Understanding 10 601 Machine Learning Spring 2015 Lecture 1
Let's dive into the details surrounding 10 601 Machine Learning Spring 2015 Lecture 1. Topics: high-level overview of
Key Takeaways about 10 601 Machine Learning Spring 2015 Lecture 1
- Topics: Octave tutorial, Gaussian/normal distribution, maximum likelihood estimation (MLE), maximum a posteriori (MAP) Lecturer: ...

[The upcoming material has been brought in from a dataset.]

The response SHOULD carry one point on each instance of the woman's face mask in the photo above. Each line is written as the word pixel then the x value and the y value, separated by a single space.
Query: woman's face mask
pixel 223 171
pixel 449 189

- Topics: Logistic regression and its relation to naive Bayes, gradient descent Lecturer: Tom Mitchell ...
- Topics: review of naive Bayes, naive Bayes with Bernoulli, Gaussian, and multinomial (categorical) distributions Lecturer: Micol ...
- Topics: inference in graphical models, expectation maximization (EM) Lecturer: Tom Mitchell ...
- Topics: Bayes rule, joint probability, maximum likelihood estimation (MLE), maximum a posteriori (MAP) estimation Lecturer: Tom ...
Detailed Analysis of 10 601 Machine Learning Spring 2015 Lecture 1
Topics: support vector Topics: decision trees, overfitting, probability theory Lecturers: Tom Mitchell and Maria-Florina Balcan ... Okay um how many people are in the
Topics: bias-variance tradeoff, introduction to graphical models, conditional independence Lecturer: Tom Mitchell ...
That wraps up our extensive overview of 10 601 Machine Learning Spring 2015 Lecture 1.